/Neural_Network_Charity_Analysis

Deep neural-network model to predict which charities will successfully use grant money

Primary LanguageJupyter Notebook

Overview of the analysis

This analysis uses machine learning and neural networks to create a binary classifier that is capable of predicting whether applicants will be successful if awarded funding.

The analyses using a csv file containing more than 34,000 organizations that have received funding over the years. Within this dataset are a number of columns that capture metadata about each organization, such as the following:

  • EIN and NAME—Identification columns
  • APPLICATION_TYPE—Alphabet Soup application type
  • AFFILIATION—Affiliated sector of industry
  • CLASSIFICATION—Government organization classification
  • USE_CASE—Use case for funding
  • ORGANIZATION—Organization type
  • STATUS—Active status
  • INCOME_AMT—Income classification
  • SPECIAL_CONSIDERATIONS—Special consideration for application
  • ASK_AMT—Funding amount requested
  • IS_SUCCESSFUL—Was the money used effectively

Results

Data Preprocessing

The data was preprocessed using Pandas and the Scikit-Learn’s StandardScaler().
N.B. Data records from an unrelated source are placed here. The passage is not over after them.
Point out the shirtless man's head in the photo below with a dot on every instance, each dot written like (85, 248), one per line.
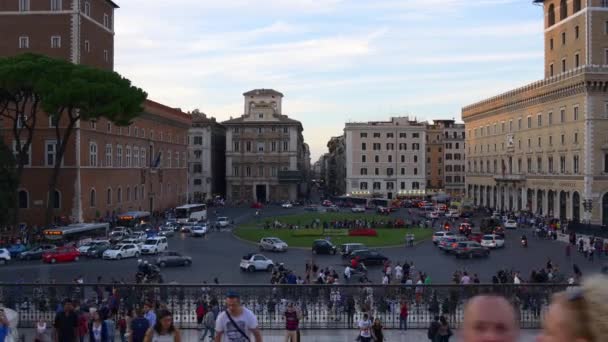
(490, 319)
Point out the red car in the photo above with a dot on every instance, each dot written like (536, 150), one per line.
(61, 254)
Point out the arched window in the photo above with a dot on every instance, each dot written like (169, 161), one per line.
(24, 199)
(563, 10)
(109, 196)
(92, 198)
(56, 199)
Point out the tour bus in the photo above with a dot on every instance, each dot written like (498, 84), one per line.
(192, 212)
(133, 219)
(79, 233)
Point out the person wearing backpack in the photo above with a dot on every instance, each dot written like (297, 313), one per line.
(208, 322)
(433, 331)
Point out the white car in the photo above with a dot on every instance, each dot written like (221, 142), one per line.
(492, 241)
(223, 221)
(5, 256)
(154, 245)
(200, 230)
(256, 262)
(358, 209)
(273, 244)
(122, 251)
(440, 235)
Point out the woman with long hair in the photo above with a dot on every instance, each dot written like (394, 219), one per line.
(163, 330)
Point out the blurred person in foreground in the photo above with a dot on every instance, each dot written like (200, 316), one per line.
(489, 318)
(579, 314)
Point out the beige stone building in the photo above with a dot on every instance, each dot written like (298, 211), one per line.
(385, 158)
(266, 157)
(445, 157)
(543, 147)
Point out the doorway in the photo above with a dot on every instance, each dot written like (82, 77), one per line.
(260, 193)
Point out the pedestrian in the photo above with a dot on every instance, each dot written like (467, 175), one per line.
(98, 330)
(377, 333)
(489, 318)
(236, 323)
(66, 323)
(563, 323)
(163, 330)
(403, 313)
(292, 321)
(433, 330)
(138, 327)
(365, 325)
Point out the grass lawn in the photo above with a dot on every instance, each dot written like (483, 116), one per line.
(254, 231)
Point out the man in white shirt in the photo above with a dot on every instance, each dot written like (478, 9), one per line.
(365, 327)
(237, 323)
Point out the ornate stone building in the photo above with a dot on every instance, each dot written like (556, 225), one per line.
(266, 157)
(543, 147)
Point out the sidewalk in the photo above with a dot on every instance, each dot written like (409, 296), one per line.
(325, 335)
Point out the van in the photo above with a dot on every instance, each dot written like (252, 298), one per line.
(154, 245)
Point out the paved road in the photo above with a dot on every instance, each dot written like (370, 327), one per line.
(219, 254)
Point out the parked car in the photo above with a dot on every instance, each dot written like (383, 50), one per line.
(273, 244)
(256, 262)
(61, 254)
(97, 250)
(200, 231)
(470, 249)
(155, 245)
(170, 258)
(323, 247)
(368, 257)
(347, 248)
(358, 209)
(5, 256)
(511, 224)
(36, 252)
(438, 236)
(120, 251)
(492, 241)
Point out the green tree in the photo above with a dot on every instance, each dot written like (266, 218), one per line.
(72, 93)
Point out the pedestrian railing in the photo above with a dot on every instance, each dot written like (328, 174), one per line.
(321, 306)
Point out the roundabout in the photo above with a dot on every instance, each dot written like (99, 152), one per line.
(301, 230)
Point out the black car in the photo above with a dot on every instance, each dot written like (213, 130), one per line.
(470, 249)
(368, 257)
(97, 250)
(36, 252)
(170, 258)
(323, 247)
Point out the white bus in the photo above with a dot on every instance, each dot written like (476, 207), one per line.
(192, 212)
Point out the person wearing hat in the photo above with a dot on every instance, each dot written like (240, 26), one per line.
(236, 323)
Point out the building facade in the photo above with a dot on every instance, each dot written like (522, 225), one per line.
(266, 157)
(385, 158)
(445, 157)
(106, 169)
(207, 159)
(540, 147)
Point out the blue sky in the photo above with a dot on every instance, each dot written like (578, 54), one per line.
(335, 60)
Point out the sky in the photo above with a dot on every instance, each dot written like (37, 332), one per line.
(336, 61)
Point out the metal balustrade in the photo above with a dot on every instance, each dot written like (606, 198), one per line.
(322, 306)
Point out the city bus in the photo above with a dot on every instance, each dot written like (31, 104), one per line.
(132, 219)
(79, 233)
(192, 212)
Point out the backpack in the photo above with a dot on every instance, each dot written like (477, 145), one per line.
(209, 319)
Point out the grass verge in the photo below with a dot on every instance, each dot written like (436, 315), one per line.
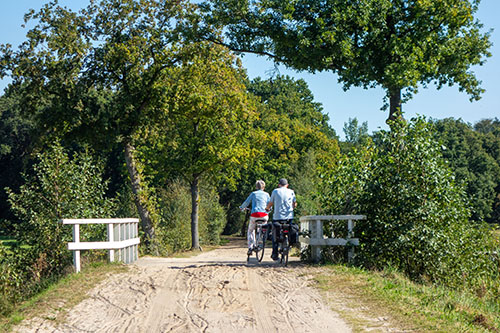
(206, 248)
(370, 300)
(54, 302)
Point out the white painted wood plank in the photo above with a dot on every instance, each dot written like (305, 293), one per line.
(103, 245)
(99, 221)
(328, 241)
(332, 217)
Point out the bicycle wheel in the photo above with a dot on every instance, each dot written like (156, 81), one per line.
(286, 249)
(261, 244)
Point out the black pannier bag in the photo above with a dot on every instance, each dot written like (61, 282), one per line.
(294, 234)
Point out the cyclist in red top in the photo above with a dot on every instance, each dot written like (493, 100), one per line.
(259, 200)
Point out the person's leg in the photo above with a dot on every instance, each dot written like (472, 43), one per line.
(251, 233)
(276, 230)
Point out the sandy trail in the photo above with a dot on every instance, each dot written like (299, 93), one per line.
(216, 291)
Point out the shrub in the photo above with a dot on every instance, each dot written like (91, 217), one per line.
(417, 216)
(61, 187)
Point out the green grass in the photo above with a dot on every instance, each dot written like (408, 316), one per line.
(410, 306)
(61, 296)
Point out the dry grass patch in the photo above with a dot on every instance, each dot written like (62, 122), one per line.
(54, 302)
(387, 301)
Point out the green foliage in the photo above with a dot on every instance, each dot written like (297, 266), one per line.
(397, 45)
(173, 225)
(474, 157)
(62, 186)
(418, 220)
(16, 136)
(355, 135)
(289, 137)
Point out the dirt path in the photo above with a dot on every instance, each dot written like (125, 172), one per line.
(216, 291)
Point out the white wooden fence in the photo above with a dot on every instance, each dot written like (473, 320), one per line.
(313, 226)
(123, 237)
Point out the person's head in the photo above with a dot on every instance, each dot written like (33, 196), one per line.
(283, 182)
(260, 185)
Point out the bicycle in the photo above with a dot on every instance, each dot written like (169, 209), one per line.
(261, 234)
(283, 240)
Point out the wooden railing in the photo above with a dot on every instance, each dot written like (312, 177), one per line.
(313, 227)
(122, 234)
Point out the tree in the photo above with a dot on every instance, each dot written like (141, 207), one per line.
(206, 128)
(471, 155)
(290, 135)
(355, 134)
(16, 136)
(396, 44)
(99, 73)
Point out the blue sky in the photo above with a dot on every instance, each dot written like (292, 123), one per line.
(339, 105)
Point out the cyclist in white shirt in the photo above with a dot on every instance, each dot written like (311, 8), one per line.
(259, 200)
(284, 201)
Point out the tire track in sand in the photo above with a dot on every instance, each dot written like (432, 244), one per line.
(217, 291)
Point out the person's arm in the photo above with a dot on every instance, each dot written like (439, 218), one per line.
(270, 203)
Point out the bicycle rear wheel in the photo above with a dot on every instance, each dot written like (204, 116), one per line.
(261, 245)
(284, 253)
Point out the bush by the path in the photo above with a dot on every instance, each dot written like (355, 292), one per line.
(62, 187)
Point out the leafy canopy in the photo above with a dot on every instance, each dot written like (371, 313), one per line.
(395, 44)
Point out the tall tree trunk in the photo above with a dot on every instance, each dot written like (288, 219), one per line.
(195, 203)
(395, 107)
(145, 216)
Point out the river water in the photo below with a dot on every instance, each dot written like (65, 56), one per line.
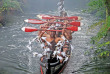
(16, 58)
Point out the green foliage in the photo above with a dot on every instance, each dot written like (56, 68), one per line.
(97, 7)
(100, 40)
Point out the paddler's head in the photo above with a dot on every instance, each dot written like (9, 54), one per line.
(63, 13)
(52, 33)
(52, 20)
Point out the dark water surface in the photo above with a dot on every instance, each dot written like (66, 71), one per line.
(16, 58)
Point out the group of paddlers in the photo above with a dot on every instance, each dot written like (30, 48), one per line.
(56, 41)
(55, 35)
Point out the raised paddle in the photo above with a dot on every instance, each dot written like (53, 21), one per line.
(35, 21)
(32, 29)
(43, 16)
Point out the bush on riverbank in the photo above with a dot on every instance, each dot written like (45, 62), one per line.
(9, 7)
(101, 41)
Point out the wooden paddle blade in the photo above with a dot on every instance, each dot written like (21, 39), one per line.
(29, 29)
(74, 28)
(34, 21)
(43, 16)
(76, 23)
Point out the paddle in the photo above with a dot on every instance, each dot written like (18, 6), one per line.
(42, 16)
(35, 21)
(32, 29)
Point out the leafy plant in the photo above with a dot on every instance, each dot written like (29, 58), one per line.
(97, 7)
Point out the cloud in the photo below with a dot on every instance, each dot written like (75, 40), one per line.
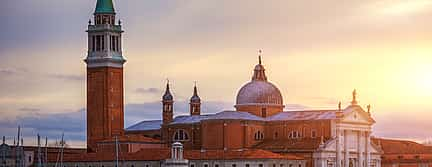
(11, 71)
(73, 123)
(148, 90)
(67, 77)
(25, 109)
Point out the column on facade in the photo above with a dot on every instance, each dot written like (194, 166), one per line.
(346, 157)
(338, 148)
(367, 144)
(360, 148)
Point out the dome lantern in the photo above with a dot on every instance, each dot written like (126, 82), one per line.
(259, 96)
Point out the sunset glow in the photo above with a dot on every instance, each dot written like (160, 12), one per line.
(315, 54)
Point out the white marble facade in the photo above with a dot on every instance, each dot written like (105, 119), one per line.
(351, 143)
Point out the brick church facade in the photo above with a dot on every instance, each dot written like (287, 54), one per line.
(258, 133)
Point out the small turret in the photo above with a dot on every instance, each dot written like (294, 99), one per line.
(195, 103)
(167, 105)
(354, 100)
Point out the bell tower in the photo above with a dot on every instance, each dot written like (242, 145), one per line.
(105, 115)
(195, 103)
(167, 106)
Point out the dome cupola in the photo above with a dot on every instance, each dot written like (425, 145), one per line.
(259, 96)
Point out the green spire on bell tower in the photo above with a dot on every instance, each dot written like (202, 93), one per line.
(104, 7)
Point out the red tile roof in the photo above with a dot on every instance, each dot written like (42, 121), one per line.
(392, 146)
(303, 144)
(133, 138)
(161, 154)
(403, 151)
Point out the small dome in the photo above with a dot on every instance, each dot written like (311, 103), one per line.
(259, 92)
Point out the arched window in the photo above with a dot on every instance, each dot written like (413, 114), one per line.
(313, 134)
(181, 135)
(259, 135)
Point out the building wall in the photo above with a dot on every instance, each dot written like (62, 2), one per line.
(194, 163)
(282, 129)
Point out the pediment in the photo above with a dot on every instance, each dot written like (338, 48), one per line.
(355, 114)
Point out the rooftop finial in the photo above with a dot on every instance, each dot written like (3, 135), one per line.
(259, 56)
(368, 107)
(195, 97)
(354, 100)
(167, 96)
(104, 7)
(195, 89)
(167, 85)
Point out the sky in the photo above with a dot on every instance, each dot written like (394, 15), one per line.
(315, 51)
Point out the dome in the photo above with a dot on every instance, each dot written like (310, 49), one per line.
(259, 92)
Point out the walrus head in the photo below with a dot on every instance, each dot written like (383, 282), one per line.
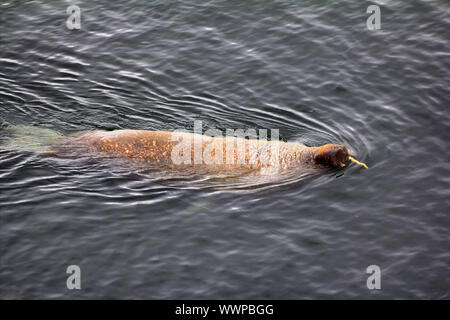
(331, 155)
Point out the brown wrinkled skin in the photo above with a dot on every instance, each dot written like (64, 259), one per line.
(157, 146)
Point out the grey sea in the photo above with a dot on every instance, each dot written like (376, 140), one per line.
(312, 69)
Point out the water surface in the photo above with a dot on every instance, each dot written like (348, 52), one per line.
(310, 69)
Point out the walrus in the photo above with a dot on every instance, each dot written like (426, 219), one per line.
(178, 150)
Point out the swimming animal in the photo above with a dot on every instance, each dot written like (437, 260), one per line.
(177, 150)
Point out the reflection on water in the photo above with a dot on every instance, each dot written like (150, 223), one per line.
(311, 70)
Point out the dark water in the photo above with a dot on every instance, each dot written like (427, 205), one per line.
(311, 69)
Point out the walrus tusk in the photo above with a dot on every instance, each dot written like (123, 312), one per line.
(357, 162)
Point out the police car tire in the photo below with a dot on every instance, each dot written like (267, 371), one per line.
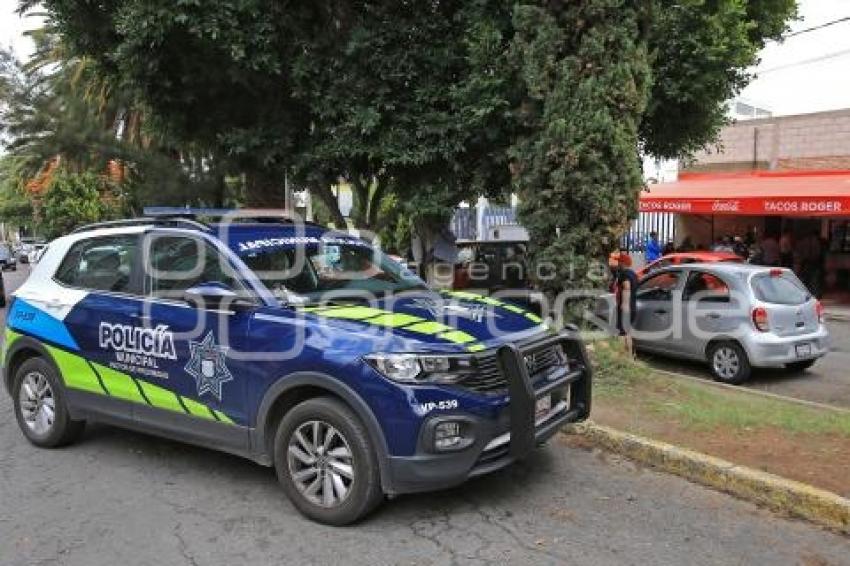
(366, 491)
(64, 430)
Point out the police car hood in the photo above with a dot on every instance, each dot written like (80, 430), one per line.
(451, 321)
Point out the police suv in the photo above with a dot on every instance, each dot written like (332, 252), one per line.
(292, 345)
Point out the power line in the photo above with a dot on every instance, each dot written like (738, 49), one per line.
(820, 26)
(805, 62)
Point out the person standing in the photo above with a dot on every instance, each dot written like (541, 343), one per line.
(623, 286)
(653, 247)
(786, 250)
(770, 251)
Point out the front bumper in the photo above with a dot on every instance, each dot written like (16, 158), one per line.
(765, 350)
(514, 434)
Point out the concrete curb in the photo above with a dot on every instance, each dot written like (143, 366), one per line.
(708, 382)
(779, 494)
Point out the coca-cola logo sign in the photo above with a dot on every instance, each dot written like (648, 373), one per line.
(726, 206)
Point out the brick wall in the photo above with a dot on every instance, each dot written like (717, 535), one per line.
(807, 141)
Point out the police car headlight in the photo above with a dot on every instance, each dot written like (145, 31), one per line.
(398, 367)
(414, 368)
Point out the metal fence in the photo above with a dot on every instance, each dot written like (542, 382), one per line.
(664, 223)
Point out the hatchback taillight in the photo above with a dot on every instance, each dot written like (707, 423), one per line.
(760, 319)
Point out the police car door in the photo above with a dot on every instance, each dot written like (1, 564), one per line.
(205, 372)
(100, 292)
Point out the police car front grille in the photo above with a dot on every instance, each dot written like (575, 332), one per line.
(488, 378)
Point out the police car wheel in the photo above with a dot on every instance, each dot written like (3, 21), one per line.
(40, 406)
(326, 463)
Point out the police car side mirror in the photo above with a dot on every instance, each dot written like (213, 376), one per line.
(215, 296)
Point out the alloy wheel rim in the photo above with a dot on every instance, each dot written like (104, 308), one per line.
(38, 405)
(321, 463)
(726, 362)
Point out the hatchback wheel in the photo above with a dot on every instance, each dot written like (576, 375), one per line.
(40, 406)
(326, 463)
(799, 367)
(729, 363)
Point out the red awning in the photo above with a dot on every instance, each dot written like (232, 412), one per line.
(796, 193)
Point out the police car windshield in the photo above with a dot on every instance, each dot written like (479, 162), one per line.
(314, 269)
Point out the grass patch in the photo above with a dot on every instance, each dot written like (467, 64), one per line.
(634, 388)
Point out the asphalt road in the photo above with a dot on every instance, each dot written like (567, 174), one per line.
(119, 497)
(828, 381)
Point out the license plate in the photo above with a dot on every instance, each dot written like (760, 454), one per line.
(543, 406)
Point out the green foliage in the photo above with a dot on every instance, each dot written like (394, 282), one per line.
(587, 87)
(73, 199)
(701, 51)
(15, 207)
(431, 102)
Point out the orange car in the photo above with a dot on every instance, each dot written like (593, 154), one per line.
(688, 257)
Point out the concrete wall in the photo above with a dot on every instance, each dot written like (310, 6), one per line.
(807, 141)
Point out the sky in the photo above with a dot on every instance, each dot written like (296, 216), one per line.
(793, 77)
(789, 81)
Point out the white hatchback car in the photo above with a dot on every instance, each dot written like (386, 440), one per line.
(733, 316)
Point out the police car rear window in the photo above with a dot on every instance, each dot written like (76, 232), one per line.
(100, 264)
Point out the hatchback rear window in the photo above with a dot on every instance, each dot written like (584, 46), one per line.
(783, 289)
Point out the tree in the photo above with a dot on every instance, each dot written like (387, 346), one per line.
(701, 52)
(587, 74)
(436, 101)
(74, 199)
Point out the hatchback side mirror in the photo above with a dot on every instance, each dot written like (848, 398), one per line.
(215, 295)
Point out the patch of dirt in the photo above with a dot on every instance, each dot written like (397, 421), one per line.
(821, 460)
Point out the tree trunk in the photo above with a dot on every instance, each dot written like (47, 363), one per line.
(264, 189)
(375, 202)
(323, 191)
(360, 210)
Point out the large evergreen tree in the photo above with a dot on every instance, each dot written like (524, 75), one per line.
(436, 101)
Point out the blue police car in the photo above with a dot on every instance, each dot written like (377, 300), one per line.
(292, 345)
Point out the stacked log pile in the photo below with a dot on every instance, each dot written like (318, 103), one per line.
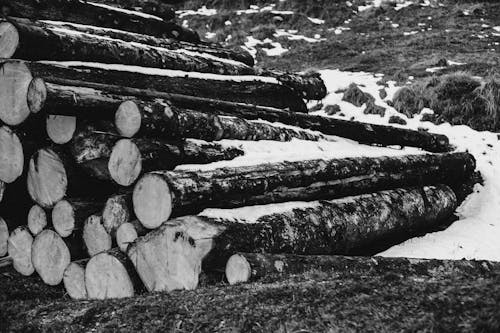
(99, 105)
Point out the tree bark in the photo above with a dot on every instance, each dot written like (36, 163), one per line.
(160, 194)
(244, 89)
(37, 41)
(328, 227)
(97, 15)
(111, 275)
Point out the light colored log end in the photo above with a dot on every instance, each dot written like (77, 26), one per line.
(128, 119)
(106, 277)
(11, 155)
(238, 269)
(152, 201)
(60, 129)
(47, 179)
(37, 220)
(19, 248)
(95, 236)
(74, 280)
(50, 257)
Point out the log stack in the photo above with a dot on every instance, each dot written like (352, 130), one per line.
(100, 103)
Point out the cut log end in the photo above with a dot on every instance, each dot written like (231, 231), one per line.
(152, 201)
(12, 160)
(15, 79)
(95, 236)
(19, 248)
(74, 280)
(106, 277)
(238, 269)
(47, 179)
(125, 162)
(37, 220)
(60, 129)
(50, 257)
(63, 218)
(128, 119)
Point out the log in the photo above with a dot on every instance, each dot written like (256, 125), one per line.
(37, 220)
(60, 129)
(50, 257)
(127, 233)
(117, 210)
(252, 267)
(158, 195)
(90, 13)
(11, 155)
(74, 279)
(95, 236)
(37, 41)
(245, 89)
(19, 249)
(4, 237)
(111, 275)
(170, 256)
(69, 215)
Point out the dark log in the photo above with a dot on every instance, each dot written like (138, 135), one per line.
(245, 89)
(74, 279)
(160, 194)
(327, 227)
(77, 11)
(37, 41)
(111, 275)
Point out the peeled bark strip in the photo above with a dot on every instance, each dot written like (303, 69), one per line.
(4, 237)
(37, 220)
(170, 256)
(160, 194)
(257, 91)
(251, 267)
(128, 232)
(19, 249)
(110, 275)
(50, 257)
(98, 15)
(95, 236)
(74, 279)
(69, 215)
(11, 155)
(60, 129)
(117, 210)
(40, 42)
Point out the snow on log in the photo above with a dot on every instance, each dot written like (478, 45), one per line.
(37, 220)
(74, 279)
(69, 215)
(158, 195)
(90, 13)
(250, 267)
(127, 233)
(95, 236)
(37, 41)
(11, 155)
(50, 256)
(170, 256)
(111, 275)
(19, 249)
(256, 90)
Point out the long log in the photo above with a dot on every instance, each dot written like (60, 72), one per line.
(37, 41)
(328, 227)
(256, 90)
(160, 194)
(111, 275)
(97, 15)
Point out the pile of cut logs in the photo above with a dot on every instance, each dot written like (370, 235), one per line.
(99, 104)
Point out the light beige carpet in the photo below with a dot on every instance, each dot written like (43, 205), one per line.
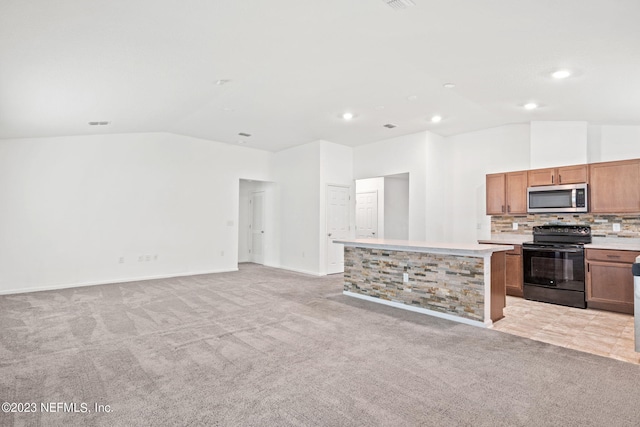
(265, 347)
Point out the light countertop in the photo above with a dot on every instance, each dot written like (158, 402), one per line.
(617, 243)
(469, 249)
(613, 243)
(507, 239)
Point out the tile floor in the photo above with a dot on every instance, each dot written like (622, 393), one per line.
(592, 331)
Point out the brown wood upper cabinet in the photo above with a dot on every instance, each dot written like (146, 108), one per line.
(557, 176)
(507, 193)
(615, 186)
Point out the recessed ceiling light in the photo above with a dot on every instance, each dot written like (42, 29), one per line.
(561, 74)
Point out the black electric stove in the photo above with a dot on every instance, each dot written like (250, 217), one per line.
(553, 264)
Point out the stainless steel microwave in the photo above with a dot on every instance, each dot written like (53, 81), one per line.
(558, 198)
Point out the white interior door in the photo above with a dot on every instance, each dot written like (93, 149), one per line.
(337, 226)
(367, 215)
(257, 227)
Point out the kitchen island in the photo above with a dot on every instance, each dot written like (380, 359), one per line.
(460, 282)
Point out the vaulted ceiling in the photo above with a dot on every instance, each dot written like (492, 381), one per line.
(291, 68)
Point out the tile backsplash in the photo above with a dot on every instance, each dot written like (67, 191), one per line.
(601, 225)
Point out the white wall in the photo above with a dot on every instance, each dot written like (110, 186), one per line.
(336, 168)
(609, 143)
(396, 207)
(73, 206)
(297, 174)
(438, 187)
(474, 155)
(394, 156)
(559, 143)
(374, 184)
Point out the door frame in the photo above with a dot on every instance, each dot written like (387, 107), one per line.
(252, 255)
(327, 239)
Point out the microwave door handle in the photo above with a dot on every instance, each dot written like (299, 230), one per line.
(551, 249)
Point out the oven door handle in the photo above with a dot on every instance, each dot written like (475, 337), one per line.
(563, 250)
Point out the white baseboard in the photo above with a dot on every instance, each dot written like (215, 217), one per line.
(107, 282)
(485, 324)
(295, 270)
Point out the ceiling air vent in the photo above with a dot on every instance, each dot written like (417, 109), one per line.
(399, 4)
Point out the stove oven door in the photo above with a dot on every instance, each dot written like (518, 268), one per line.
(555, 267)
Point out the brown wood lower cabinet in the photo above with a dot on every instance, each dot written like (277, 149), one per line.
(609, 279)
(514, 274)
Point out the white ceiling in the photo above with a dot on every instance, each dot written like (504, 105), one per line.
(296, 65)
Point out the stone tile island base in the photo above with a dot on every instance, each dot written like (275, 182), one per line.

What variable(s) are considered the target(s) for your model? IS_SUCCESS is the only taget variable. The variable is binary and indicates whether the organization applying for funding used the money effectively.

What variable(s) are considered to be the features for your model? Below columns are considered features for the model.

What variable(s) are neither targets nor features, and should be removed from the input data? The following columns were dropped:

  • EIN and NAME—Identification columns
  • STATUS—Active status
  • SPECIAL_CONSIDERATIONS—Special consideration for application

Compiling, Training, and Evaluating

A deep learning model was created using TensorFlow.

How many neurons, layers, and activation functions did you select for your neural network model, and why?

  • The final model has 3 layers with 100, 80, and 50 neurons respectively.
  • The tanh activation function was used for the hidden layers.
  • The Sigmoid activation function was used for the output layer, as the output of the model is binary.

Were you able to achieve the target model performance? The final model reached ~71% accuracy.

What steps did you take to try and increase model performance?

  • Removed STATUS, and SPECIAL_CONSIDERATIONS columns as these were not adding value to the model.
  • Applied bucketing to the ASK_AMT, re-organizing amounts by intervals.
  • Increased the number of neurons in the hidden layers
  • Added a third hiden layer
  • Updated the hidden layer activation function

Summary

The deep learning model only reached ~71% accuracy after optimization. It would be interesting to create another model using Random Forest classifiers, and compare results. Random forest classifiers are a type of ensemble learning model that combines multiple smaller models into a more robust and accurate model. Random forest models use a number of weak learner algorithms (decision trees) and combine their output to make a final classification (or regression) decision. Structurally speaking, random forest models are very similar to their neural network counterparts. Both output and feature selection of random forest models are easy to interpret, and they can easily handle outliers and nonlinear data.